Agora eu não sei quem você é. Se você existe, se você
não existe, se você é um homem fantoche ou pesadelo... Era a vez de Marie Under: Uma pessoa nunca repara o que foi
feito, mas sim o que ainda precisa ser feito... E Perse queria levar belas
palavras ao coração humano. Ah, o horror de viver passou da conta até a
exaustão do deus de todos na paz tumular dos inimigos insones com suas formas
de copular amálgamas levados pela desfiguração do cenário. Ademais,
como diz Caio Fernando Abreu: O resto é engano, meu filho, é perdição.

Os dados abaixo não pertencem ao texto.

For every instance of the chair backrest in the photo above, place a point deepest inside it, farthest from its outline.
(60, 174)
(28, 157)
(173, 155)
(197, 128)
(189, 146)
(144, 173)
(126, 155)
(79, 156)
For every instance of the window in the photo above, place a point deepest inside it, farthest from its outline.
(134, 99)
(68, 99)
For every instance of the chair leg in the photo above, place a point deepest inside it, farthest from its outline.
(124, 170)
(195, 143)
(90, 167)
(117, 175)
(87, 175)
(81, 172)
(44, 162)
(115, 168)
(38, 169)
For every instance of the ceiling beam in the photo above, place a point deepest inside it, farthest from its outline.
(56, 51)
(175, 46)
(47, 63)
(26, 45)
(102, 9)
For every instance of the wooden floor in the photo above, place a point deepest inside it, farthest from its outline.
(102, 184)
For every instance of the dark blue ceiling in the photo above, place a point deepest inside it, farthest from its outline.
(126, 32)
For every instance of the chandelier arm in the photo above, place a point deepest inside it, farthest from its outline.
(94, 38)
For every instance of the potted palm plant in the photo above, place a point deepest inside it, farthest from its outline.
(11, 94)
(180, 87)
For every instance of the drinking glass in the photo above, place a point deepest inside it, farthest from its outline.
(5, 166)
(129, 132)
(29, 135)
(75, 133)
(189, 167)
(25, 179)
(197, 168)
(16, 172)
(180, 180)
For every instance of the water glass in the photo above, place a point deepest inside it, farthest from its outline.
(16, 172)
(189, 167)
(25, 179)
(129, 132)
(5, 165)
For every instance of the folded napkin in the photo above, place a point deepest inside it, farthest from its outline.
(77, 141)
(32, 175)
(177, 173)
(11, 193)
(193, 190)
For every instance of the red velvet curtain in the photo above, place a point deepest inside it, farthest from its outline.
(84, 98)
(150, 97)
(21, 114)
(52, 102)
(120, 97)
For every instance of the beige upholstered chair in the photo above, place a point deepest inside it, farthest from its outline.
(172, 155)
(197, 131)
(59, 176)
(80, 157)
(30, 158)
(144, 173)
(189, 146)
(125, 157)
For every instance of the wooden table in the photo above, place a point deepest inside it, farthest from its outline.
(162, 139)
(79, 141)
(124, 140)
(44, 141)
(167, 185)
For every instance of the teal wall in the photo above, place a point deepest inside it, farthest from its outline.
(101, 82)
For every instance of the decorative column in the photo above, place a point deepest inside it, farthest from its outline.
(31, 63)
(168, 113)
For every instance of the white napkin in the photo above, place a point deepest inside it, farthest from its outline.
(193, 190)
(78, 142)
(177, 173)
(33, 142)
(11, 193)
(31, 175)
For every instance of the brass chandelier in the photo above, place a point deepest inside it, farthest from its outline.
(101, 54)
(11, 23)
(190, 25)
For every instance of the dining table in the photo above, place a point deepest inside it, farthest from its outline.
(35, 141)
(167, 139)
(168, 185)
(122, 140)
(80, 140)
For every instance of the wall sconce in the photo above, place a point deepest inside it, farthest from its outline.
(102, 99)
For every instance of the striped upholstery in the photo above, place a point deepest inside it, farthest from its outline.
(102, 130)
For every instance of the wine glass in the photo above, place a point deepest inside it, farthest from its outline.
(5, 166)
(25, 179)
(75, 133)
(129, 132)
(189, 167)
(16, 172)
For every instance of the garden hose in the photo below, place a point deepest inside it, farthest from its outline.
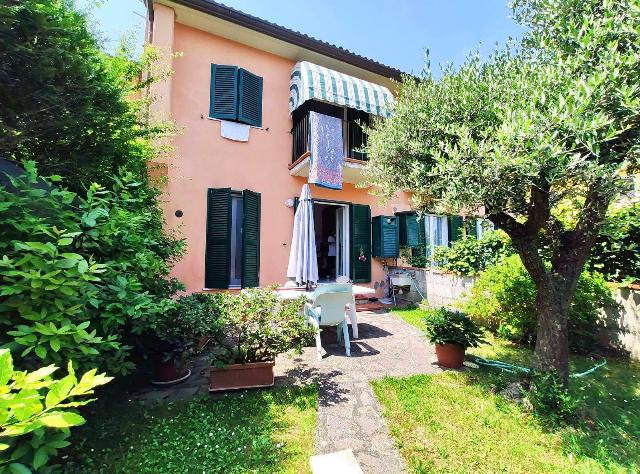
(516, 368)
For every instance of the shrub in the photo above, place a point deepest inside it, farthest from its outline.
(80, 274)
(504, 300)
(415, 256)
(469, 256)
(256, 326)
(36, 413)
(616, 252)
(443, 326)
(174, 334)
(550, 399)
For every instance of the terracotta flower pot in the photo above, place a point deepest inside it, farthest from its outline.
(201, 342)
(450, 355)
(169, 373)
(235, 376)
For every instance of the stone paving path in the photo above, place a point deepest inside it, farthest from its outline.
(349, 415)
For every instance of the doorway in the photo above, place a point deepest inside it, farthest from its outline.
(331, 226)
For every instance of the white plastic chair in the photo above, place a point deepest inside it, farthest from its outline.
(328, 309)
(352, 306)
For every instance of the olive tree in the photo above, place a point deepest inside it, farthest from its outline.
(536, 137)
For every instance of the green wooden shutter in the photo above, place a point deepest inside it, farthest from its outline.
(251, 239)
(218, 246)
(455, 228)
(422, 231)
(472, 227)
(223, 99)
(360, 236)
(409, 229)
(249, 98)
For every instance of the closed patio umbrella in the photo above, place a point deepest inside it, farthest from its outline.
(303, 261)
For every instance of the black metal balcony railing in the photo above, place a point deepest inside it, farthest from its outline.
(352, 131)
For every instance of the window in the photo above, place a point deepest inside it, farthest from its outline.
(232, 254)
(436, 231)
(482, 226)
(235, 277)
(353, 136)
(356, 137)
(235, 94)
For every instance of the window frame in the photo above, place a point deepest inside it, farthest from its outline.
(240, 74)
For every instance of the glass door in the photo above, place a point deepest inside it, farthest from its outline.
(342, 257)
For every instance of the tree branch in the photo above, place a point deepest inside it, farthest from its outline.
(524, 241)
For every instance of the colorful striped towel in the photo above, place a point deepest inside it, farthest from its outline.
(327, 151)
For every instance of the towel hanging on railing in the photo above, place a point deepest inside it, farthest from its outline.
(327, 151)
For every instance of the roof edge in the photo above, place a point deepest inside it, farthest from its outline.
(290, 36)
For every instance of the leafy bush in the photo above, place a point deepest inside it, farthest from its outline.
(174, 334)
(443, 326)
(256, 326)
(81, 275)
(34, 413)
(415, 256)
(469, 256)
(616, 252)
(66, 104)
(550, 399)
(504, 300)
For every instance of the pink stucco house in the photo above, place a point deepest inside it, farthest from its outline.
(243, 93)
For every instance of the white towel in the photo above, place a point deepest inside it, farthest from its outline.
(234, 131)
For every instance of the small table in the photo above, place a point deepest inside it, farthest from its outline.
(293, 293)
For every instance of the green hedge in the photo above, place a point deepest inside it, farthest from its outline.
(616, 252)
(81, 275)
(503, 300)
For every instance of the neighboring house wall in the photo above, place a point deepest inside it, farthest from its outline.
(203, 159)
(619, 326)
(438, 287)
(622, 324)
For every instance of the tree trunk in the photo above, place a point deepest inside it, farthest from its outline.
(553, 300)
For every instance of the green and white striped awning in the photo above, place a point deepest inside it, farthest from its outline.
(310, 81)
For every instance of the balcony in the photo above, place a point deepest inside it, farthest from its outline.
(353, 138)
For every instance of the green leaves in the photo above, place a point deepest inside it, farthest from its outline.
(6, 366)
(443, 326)
(254, 326)
(61, 419)
(32, 403)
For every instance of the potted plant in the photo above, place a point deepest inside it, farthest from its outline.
(452, 332)
(180, 334)
(255, 327)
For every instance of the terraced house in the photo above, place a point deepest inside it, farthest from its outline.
(263, 110)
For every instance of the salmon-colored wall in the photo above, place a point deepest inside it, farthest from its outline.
(203, 159)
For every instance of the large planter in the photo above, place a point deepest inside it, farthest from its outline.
(169, 372)
(235, 376)
(450, 355)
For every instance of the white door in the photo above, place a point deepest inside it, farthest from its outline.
(342, 239)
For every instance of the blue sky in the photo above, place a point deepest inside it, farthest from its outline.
(394, 32)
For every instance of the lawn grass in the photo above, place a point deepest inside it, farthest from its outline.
(261, 431)
(456, 421)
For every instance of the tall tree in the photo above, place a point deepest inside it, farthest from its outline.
(64, 101)
(539, 128)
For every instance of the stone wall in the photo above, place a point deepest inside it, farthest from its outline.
(620, 325)
(438, 287)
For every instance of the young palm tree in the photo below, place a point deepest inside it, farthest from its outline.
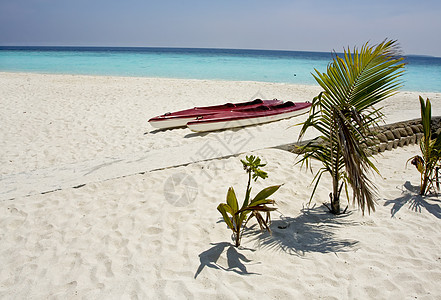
(343, 114)
(428, 163)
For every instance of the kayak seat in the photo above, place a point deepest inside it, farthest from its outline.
(254, 102)
(284, 105)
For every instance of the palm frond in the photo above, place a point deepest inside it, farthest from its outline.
(344, 112)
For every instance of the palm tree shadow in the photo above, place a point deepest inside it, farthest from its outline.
(235, 260)
(416, 202)
(313, 231)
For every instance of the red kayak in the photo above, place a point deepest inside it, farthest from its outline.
(249, 116)
(181, 118)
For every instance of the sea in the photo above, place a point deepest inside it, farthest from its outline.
(423, 73)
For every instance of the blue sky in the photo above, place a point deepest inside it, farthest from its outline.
(311, 25)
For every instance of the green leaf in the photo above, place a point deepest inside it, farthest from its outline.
(232, 200)
(265, 193)
(222, 208)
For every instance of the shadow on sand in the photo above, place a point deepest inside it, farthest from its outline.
(313, 231)
(235, 260)
(416, 202)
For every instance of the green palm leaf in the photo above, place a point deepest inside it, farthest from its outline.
(343, 113)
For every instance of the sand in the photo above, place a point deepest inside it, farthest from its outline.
(128, 230)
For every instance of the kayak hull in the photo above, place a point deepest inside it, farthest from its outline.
(235, 120)
(181, 118)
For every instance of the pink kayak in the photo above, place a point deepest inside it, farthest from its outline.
(181, 118)
(249, 116)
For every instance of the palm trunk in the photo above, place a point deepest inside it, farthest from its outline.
(335, 197)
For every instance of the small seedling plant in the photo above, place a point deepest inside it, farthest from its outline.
(237, 217)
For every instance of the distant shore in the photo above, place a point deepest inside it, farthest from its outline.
(131, 212)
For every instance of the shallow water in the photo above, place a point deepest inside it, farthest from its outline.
(423, 73)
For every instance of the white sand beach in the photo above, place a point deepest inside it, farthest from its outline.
(96, 204)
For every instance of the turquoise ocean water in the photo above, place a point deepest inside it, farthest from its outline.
(423, 73)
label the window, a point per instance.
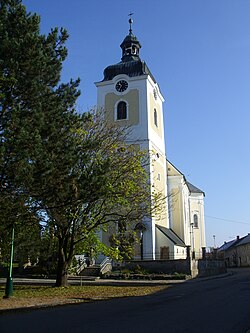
(195, 221)
(155, 118)
(121, 110)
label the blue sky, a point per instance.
(199, 53)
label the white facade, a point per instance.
(130, 82)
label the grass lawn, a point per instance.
(30, 296)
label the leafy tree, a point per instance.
(72, 172)
(35, 109)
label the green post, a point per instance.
(9, 281)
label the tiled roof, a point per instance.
(244, 240)
(193, 189)
(171, 235)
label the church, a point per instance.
(130, 95)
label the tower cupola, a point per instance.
(130, 45)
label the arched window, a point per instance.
(155, 118)
(121, 110)
(195, 221)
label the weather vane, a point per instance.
(130, 22)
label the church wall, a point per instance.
(159, 182)
(176, 212)
(153, 105)
(197, 207)
(132, 99)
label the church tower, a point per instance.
(130, 95)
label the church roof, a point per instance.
(194, 189)
(171, 235)
(131, 63)
(130, 68)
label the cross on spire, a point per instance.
(130, 21)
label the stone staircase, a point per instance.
(91, 271)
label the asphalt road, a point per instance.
(220, 305)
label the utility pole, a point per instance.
(9, 281)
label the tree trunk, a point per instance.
(62, 270)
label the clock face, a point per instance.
(121, 85)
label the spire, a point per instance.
(130, 21)
(130, 45)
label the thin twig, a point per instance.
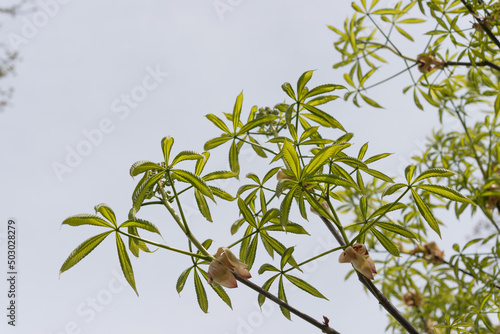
(485, 27)
(480, 63)
(383, 300)
(324, 327)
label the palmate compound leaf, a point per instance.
(214, 142)
(106, 212)
(292, 158)
(321, 158)
(396, 228)
(386, 242)
(261, 298)
(219, 290)
(194, 180)
(181, 281)
(125, 263)
(201, 294)
(202, 205)
(86, 219)
(282, 296)
(323, 89)
(83, 250)
(142, 166)
(285, 207)
(186, 155)
(443, 191)
(141, 190)
(301, 83)
(387, 208)
(166, 147)
(237, 111)
(434, 172)
(135, 245)
(234, 164)
(141, 223)
(218, 122)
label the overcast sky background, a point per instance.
(76, 68)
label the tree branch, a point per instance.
(383, 300)
(481, 63)
(323, 326)
(485, 27)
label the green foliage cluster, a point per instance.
(318, 167)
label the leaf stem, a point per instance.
(173, 249)
(324, 328)
(182, 223)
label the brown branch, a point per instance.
(323, 326)
(383, 300)
(480, 63)
(485, 27)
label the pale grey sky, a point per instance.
(138, 71)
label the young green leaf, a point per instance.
(386, 242)
(287, 88)
(286, 256)
(261, 298)
(141, 223)
(301, 83)
(83, 250)
(323, 89)
(202, 205)
(195, 180)
(443, 191)
(426, 212)
(387, 208)
(433, 172)
(251, 252)
(143, 166)
(332, 122)
(86, 219)
(282, 296)
(237, 111)
(392, 189)
(140, 192)
(246, 212)
(218, 123)
(201, 294)
(219, 290)
(233, 158)
(186, 155)
(214, 142)
(331, 179)
(321, 158)
(396, 228)
(125, 262)
(255, 123)
(292, 159)
(166, 146)
(285, 207)
(222, 194)
(181, 281)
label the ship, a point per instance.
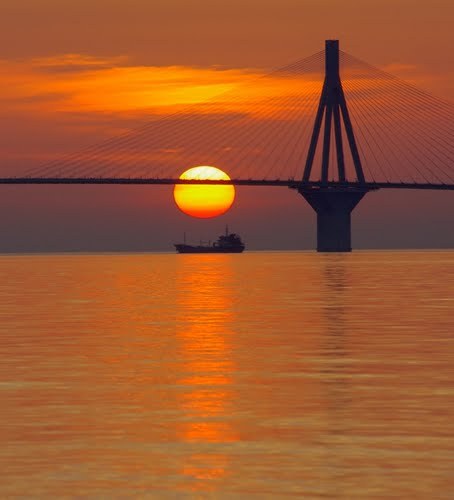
(226, 243)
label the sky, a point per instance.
(77, 72)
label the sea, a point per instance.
(261, 375)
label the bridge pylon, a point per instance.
(333, 203)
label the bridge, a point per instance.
(331, 127)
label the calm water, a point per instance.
(260, 375)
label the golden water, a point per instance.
(259, 375)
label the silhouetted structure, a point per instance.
(406, 134)
(333, 204)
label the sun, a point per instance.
(204, 201)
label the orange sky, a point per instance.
(78, 71)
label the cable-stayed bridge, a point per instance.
(329, 126)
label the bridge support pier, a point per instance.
(333, 210)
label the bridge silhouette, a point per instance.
(330, 126)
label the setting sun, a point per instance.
(204, 201)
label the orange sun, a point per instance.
(204, 201)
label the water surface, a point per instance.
(261, 375)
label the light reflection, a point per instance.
(205, 338)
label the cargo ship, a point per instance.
(226, 243)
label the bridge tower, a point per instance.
(333, 203)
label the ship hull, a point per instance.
(181, 248)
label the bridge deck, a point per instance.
(290, 183)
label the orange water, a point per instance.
(259, 375)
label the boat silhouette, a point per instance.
(226, 243)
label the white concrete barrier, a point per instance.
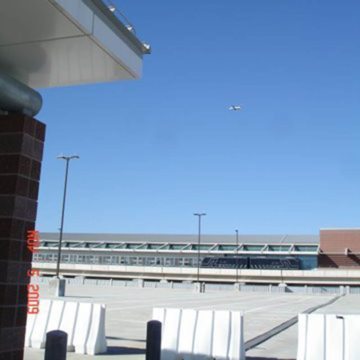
(83, 322)
(328, 337)
(96, 342)
(38, 334)
(200, 334)
(68, 322)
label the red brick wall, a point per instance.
(21, 149)
(333, 244)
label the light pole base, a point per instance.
(283, 287)
(57, 286)
(199, 287)
(237, 286)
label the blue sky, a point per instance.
(154, 151)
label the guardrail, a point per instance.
(270, 288)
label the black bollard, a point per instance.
(55, 347)
(153, 340)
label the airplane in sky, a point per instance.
(235, 107)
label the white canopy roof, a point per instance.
(45, 43)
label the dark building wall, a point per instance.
(340, 248)
(21, 149)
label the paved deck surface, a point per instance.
(128, 310)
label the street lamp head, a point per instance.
(63, 157)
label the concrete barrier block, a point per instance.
(68, 322)
(328, 337)
(352, 337)
(334, 337)
(82, 327)
(30, 322)
(187, 333)
(221, 334)
(96, 343)
(38, 335)
(236, 346)
(159, 314)
(170, 334)
(55, 315)
(203, 333)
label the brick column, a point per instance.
(21, 149)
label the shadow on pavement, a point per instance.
(264, 358)
(125, 339)
(121, 350)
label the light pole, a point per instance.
(67, 159)
(237, 253)
(199, 215)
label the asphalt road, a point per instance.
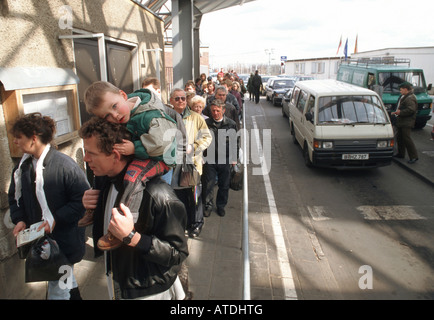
(365, 234)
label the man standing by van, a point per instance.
(256, 82)
(406, 116)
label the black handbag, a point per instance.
(44, 260)
(189, 176)
(237, 177)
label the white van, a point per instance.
(340, 125)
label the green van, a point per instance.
(384, 77)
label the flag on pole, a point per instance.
(340, 43)
(346, 49)
(355, 47)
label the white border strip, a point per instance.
(282, 256)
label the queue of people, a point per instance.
(135, 146)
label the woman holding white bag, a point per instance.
(48, 186)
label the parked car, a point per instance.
(264, 83)
(285, 103)
(340, 125)
(277, 87)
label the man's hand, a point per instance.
(126, 147)
(20, 226)
(90, 199)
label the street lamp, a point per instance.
(269, 52)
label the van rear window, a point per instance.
(391, 80)
(351, 110)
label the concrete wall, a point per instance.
(29, 32)
(319, 68)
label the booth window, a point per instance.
(50, 91)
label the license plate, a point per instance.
(355, 156)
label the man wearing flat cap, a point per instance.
(405, 118)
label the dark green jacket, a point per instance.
(408, 111)
(153, 131)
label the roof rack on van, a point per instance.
(390, 60)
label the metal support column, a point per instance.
(182, 28)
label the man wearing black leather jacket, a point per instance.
(147, 216)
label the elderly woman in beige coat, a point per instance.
(199, 139)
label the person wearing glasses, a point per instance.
(199, 138)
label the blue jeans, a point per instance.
(210, 173)
(56, 293)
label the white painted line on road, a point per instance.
(389, 213)
(317, 213)
(282, 253)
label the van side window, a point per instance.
(371, 80)
(311, 107)
(294, 97)
(302, 101)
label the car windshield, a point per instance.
(351, 110)
(278, 84)
(391, 80)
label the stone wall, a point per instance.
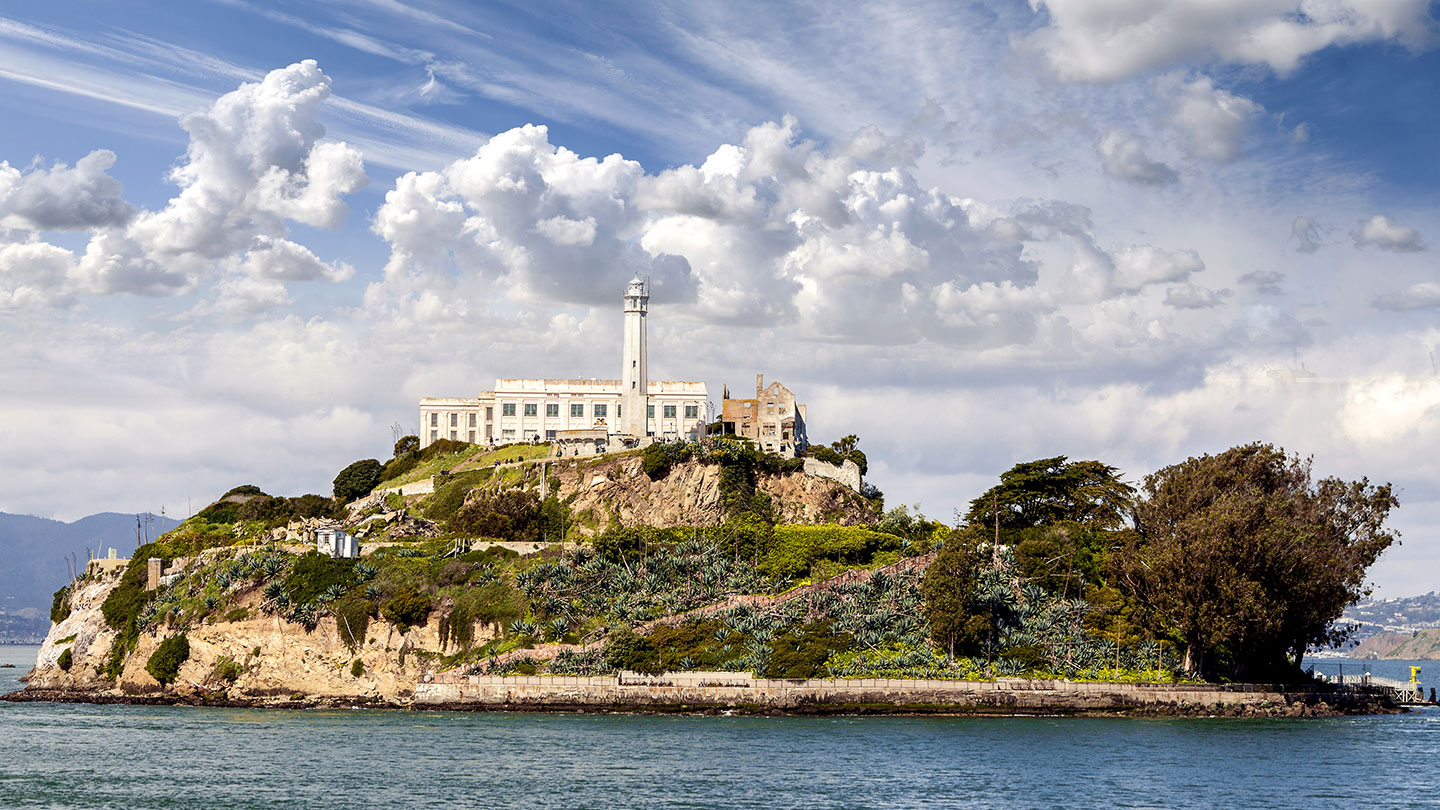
(847, 473)
(745, 692)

Nada demais, não são apenas os outros, cada um
de nós, coisa complicada...
Intermezzo...
– (Imagem: Acervo ArtLAM) - Havia o
intervalo e ela Chloé era o
improviso: ela havia chegado como se tivesse visto a esperança brilhar na rua
Sol. Mas não disfarçou a profecia: confusão das estações, corrupção dos homens,
decadência das classes sociais, maldade, relaxamento dos costumes. Eita, resumo
das manchetes do noticiário de hoje? Não, há milênios profetizou a deusa trina
da religião da Wicca e da guerra celta, Morrigu, durante a narrativa das vésperas
da Segunda Batalha de Moytura! Parece com os dias atuais, né! Sim, como nos
salvaremos, ora, o Doomsday Clock
está aí contando os segundos que restam. Ou façamos como o historiador romano
Sofrônio Eusébio Jerônimo, o Jeronimo de
Estridão: Quid salvum est si roma
petit... Ironicamente citou o epitáfio do Rubem Braga: De volta às
cinzas... Respondi-lhe Dorothy Parker: Desculpe a poeira... Ela
tentou disfarçar e recitou A mão – esse pássaro
digital, de Ladjane Bandeira: Te sou limite de exigências e ansiedades \ se
me constrange a servidão quando te afastas \ por meu domínio temporal. \ Minha
lucidez te fere e injusta sou\ se em confusão também me gastas.\ Se hesito,
vens a mim\ e na firmeza \ tenho inteira e súbita tua luz carnal \ no limiar do
acontecer de transgredir-me\ nessas tão nossa hegemonia instrumental... Parecia
um tanto desolada, não se conteve e me abraçou pressurosa sussurrando palavras
enlouquecidas para que eu a amasse ali mesmo, urgentemente. Tomei-a em minhas
mãos, e soletrei o seu nome infinito com todas as
minhas confissões à socapa. Suas mãos viçosas rondavam o que amanheceu em mim,
misturando suores e salivas, e tocou minha alma com o hausto de êxtase lambendo
o meu sexo na alvorada dos seus lábios de pajem magnífica, a me determinar levá-la
lauta ao ergástulo, confiscando-a, rechaçada e fausta pro meu apetite, enquanto
investia a dilapidá-la por baixo das suas vestes, desnudando-a
para ter-lhe a cachoeira de sua fonte
hibernando a volúpia – da vilegiatura ao êxtase, arqueando triunfal para que eu
me enterre na sua terra pura que hoje tem e depois também. Aí lavrei em sua
carne noturna o poema com meus versos mortais por suas margens curvas, o
convexo ventre e sua joia côncava rutilante, a brindar no seu cálice auspicioso,
o seu alvo imperecível, seu hangar - bendita seja a sua peçonha porque sou
viciado Príapo para acicatá-la plenipotenciária, destra e retesada, atravessada
adepta nas proezas que nunca envelhecerão, porque nela sou constante estado de
graça, amanhã eu não sei. Até mais ver.